Renzi ripete sempre che «le date sono la differenza tra un sogno e un obiettivo». Ma sono proprio le date ad inchiodarlo, riforma per riforma.

Dopo le Europee dobbiamo farcene una ragione: Matteo Renzi piace agli italiani e agli italiani piacciono quelli come Matteo Renzi: gli incantatori.
Il traguardo dei primi cento giorni a Palazzo Chigi dimostra infatti che il Governo Renzi si regge su una strategia narrativa della “speranza” completamente incentrata sui grandi annunci. E pazienza se poi gli annunci si trasformano in clamorose balle: l’importante è alimentare intorno al premier un racconto positivo e rassicurante.
Proprio così, d’altre parte, era cominciata la sua grande ascesa. Ricordate? Era il 16 gennaio 2014 e il giovane Matteo, appena incoronato segretario del Pd, martellava quotidianamente il povero Enrico Letta per l’operato del suo Governo. Tutti, compreso l’(ex-)amico pisano, sospettavano che Renzi esercitasse tanta pressione sul premier perché interessato a prenderne il posto. Le sue rassicurazioni ai malfidenti sono entrate nella storia. «Non voglio fare le scarpe a Letta. Le critiche al governo sono un segnale di affetto». Segue il lanciò dell’hasthag più famoso della storia patria: #enricostaisereno.

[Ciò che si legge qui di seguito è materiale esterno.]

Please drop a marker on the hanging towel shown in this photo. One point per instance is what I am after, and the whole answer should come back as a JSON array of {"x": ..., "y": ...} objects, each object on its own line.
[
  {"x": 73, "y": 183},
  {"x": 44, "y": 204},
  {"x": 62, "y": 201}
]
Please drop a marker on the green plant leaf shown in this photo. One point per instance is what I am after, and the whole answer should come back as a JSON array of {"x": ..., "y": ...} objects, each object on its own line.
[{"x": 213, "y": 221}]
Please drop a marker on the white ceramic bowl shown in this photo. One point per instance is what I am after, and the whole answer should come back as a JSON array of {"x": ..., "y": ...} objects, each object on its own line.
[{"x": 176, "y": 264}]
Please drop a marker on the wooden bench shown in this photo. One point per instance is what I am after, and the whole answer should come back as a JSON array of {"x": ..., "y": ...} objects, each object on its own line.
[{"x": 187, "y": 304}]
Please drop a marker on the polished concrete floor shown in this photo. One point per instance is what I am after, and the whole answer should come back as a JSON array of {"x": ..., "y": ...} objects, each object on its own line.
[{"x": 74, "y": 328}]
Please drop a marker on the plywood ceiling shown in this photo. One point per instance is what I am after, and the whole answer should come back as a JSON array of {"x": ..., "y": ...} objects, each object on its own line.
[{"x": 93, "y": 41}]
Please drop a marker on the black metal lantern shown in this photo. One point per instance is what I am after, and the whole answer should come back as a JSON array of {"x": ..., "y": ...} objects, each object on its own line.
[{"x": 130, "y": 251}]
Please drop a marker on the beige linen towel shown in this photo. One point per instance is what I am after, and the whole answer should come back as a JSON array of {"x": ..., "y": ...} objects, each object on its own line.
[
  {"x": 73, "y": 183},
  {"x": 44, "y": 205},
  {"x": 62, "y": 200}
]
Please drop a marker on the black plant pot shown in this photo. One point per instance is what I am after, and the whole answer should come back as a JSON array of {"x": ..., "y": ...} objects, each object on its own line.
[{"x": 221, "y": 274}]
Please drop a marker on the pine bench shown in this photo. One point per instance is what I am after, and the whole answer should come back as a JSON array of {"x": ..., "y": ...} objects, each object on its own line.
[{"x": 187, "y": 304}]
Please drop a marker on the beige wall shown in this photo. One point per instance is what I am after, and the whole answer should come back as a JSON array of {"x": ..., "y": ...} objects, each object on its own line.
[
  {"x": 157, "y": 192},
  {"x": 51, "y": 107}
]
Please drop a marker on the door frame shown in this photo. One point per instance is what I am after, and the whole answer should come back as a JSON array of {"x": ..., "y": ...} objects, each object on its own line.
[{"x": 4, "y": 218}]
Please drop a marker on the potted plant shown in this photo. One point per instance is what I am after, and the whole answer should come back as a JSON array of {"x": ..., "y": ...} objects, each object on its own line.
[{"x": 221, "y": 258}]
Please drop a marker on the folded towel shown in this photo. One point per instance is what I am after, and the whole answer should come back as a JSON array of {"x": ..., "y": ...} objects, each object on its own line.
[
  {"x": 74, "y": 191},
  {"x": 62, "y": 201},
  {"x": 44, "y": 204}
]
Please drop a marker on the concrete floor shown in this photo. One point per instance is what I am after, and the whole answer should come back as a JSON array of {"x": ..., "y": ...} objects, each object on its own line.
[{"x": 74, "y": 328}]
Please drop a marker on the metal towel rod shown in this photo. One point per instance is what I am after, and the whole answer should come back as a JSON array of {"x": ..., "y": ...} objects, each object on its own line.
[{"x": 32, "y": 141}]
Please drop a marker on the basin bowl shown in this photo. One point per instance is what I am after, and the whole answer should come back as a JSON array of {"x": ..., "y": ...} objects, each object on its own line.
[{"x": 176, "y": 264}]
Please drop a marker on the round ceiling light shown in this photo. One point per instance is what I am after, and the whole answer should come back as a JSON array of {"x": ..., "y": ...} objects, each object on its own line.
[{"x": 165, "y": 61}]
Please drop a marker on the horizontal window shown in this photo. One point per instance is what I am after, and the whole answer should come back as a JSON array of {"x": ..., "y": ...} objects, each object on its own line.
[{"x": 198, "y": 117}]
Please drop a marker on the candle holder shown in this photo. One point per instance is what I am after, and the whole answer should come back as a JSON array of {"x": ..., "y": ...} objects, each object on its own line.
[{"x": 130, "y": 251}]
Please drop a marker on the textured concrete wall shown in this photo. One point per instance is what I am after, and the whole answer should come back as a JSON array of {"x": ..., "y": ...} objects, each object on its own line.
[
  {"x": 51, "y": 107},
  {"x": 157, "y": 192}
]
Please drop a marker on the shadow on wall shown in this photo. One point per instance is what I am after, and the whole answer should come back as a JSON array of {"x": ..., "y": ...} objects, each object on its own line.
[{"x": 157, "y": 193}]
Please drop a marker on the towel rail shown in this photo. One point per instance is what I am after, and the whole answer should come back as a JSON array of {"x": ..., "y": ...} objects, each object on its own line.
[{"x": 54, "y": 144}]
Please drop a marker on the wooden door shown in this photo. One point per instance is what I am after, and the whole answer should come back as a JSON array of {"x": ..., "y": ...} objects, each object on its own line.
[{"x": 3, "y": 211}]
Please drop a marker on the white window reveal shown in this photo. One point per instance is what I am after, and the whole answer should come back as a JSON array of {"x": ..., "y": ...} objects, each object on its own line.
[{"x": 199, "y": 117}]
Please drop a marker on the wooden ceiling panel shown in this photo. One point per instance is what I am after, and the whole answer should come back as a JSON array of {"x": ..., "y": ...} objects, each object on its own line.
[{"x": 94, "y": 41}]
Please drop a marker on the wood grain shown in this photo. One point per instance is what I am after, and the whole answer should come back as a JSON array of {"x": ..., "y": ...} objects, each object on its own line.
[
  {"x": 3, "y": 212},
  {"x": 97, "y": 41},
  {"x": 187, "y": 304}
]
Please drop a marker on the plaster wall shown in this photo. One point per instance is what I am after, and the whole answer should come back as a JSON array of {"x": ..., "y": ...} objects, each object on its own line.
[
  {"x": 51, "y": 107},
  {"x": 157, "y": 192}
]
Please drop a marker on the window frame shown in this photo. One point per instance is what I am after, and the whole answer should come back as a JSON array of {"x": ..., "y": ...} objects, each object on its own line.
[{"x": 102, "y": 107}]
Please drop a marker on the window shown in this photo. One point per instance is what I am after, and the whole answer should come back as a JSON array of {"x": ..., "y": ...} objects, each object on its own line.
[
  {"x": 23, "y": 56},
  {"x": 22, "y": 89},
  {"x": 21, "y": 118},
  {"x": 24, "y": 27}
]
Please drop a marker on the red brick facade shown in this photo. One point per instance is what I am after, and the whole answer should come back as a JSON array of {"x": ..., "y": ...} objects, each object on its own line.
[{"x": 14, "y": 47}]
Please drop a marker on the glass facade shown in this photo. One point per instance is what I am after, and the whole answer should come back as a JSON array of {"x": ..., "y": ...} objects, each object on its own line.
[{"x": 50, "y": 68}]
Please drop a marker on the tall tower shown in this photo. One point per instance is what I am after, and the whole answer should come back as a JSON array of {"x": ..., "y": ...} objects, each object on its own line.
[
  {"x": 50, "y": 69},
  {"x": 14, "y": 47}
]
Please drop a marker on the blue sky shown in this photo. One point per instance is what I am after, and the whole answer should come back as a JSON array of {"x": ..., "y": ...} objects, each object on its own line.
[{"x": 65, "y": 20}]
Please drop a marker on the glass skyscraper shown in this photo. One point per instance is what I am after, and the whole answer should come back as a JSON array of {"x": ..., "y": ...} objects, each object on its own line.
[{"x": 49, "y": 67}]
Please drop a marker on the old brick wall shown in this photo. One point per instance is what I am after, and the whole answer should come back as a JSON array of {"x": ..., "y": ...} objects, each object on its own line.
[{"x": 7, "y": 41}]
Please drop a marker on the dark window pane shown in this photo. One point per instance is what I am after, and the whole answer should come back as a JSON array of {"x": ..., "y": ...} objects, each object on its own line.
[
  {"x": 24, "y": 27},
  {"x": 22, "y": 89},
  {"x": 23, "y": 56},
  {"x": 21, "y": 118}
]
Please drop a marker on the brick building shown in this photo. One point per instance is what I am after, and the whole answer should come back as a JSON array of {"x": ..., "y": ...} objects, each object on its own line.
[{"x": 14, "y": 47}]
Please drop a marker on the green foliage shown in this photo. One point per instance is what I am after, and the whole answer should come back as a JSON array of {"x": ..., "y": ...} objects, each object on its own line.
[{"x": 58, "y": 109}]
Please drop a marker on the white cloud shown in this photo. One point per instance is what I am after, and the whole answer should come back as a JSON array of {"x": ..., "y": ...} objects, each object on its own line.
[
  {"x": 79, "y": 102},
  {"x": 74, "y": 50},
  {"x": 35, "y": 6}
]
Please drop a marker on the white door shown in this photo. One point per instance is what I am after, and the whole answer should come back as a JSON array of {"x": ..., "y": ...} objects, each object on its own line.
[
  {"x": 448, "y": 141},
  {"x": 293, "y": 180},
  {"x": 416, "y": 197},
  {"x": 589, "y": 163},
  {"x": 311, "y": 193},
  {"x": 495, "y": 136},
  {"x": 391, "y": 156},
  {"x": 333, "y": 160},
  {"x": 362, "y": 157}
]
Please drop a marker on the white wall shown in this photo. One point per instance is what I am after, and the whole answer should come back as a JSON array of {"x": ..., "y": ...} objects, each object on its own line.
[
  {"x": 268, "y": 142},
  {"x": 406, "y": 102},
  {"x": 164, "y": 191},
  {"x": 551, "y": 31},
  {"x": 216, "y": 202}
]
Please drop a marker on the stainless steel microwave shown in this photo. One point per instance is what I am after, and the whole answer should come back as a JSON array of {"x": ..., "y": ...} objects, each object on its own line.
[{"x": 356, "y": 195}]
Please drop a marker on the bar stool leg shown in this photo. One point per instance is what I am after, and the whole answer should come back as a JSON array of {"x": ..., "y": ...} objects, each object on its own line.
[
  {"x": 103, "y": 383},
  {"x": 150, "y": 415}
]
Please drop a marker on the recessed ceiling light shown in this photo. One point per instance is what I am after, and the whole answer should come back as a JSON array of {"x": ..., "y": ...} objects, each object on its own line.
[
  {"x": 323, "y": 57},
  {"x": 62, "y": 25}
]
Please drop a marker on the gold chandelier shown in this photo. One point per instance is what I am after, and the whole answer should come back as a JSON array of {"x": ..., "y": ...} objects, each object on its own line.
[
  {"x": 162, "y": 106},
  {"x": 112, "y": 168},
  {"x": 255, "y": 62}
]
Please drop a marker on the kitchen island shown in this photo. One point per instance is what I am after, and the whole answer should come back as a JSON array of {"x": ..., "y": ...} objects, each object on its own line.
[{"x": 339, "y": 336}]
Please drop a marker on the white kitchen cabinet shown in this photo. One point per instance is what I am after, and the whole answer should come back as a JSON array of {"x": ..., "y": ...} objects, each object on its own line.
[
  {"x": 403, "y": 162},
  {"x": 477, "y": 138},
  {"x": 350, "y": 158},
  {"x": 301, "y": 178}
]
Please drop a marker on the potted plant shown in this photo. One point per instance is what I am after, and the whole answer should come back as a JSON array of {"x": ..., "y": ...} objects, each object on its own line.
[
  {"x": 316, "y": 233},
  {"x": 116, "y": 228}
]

Esattamente un mese dopo, il 16 febbraio, Renzi infatti riceve dal Capo dello Stato l’incarico di formare un nuovo governo dopo che Letta è stato costretto a rassegnare le dimissioni in seguito ad un clamoroso voto della Direzione Nazionale del Pd. E fu così che il 22 febbraio 2014 Renzi si trovò al Quirinale per giurare da premier, smentendo coi fatti altri due dei suoi più applauditi proclami: «Mai a Palazzo Chigi senza passare dal voto» e «Mai più larghe intese!». Si è visto.
Il bello, però, doveva ancora arrivare perché è da presidente del Consiglio che Renzi scioglie davvero le briglie alla propria funambolica indole da imbonitore. «Entro il mese di febbraio – spiega ai giornalisti il 17 febbraio ancora in veste di premier incaricato – compiremo un lavoro urgente sulle riforme della legge elettorale e istituzionali. Nel mese di marzo faremo la riforma del lavoro, in aprile quella della pubblica amministrazione, in maggio il fisco e a giugno la riforma della giustizia».